Local NHS Trust, Southern Health, has been running the Multi-Agency Stalking Project since 2018, and it is one of only four programmes of its kind dedicated to tackling stalking in the UK. The psychology-led team, which also has a psychiatrist - helps people who are experiencing obsessive or fixated thoughts and behaviours about others. It aims to work with people to make positive behavioural changes - improving their psychological wellbeing, their relationships with other people and ultimately reducing the risks of unlawful stalking behaviour and the impact of this on potential victims.

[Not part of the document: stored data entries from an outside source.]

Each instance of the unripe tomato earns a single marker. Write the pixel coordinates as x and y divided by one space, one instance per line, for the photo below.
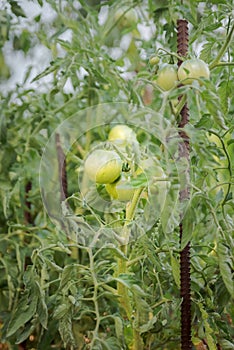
121 190
128 19
193 69
154 60
103 166
121 133
167 77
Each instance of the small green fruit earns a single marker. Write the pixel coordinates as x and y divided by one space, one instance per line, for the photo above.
193 69
103 166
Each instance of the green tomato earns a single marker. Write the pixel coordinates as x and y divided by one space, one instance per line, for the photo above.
122 134
126 19
193 69
103 166
121 190
167 77
154 60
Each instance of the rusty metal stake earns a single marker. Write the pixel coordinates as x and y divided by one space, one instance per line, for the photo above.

The team works collaboratively alongside Hampshire Constabulary, Hampshire & IOW probation teams and Aurora New Dawn (a victim advocacy organisation). Since its inception, the team has received over 480 referrals, conducted over 120 consultations, worked with 52 stalking perpetrators and trained more than 1000 professionals across the health and criminal justice sectors in stalking awareness.

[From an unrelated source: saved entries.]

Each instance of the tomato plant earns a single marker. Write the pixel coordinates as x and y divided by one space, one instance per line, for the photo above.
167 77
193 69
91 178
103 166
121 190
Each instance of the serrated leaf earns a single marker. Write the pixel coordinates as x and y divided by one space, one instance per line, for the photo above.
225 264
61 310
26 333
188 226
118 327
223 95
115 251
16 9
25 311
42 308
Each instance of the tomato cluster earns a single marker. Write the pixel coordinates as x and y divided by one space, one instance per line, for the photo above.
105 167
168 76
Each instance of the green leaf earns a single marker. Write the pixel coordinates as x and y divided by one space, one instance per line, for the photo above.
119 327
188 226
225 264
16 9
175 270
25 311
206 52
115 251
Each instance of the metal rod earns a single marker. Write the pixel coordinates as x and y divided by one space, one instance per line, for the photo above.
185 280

Dr Kirsty Butcher, from Southern Health’s Multi-Agency Stalking Project, is featured in the documentary meeting with ‘Tom’ and she explains: “The aim of our work is to break the cycle of obsession, fixation and harm. This benefits the patient but, most importantly, protects and benefits the victim and any potential future victims.”
Stalking is popularly associated with adoring fans and their targeted celebrities, but it is far more common and close-to-home than people realise. For example, 1 in 10 men and 1 in 5 women will be stalked in their lifetime, and young people are the most affected age group.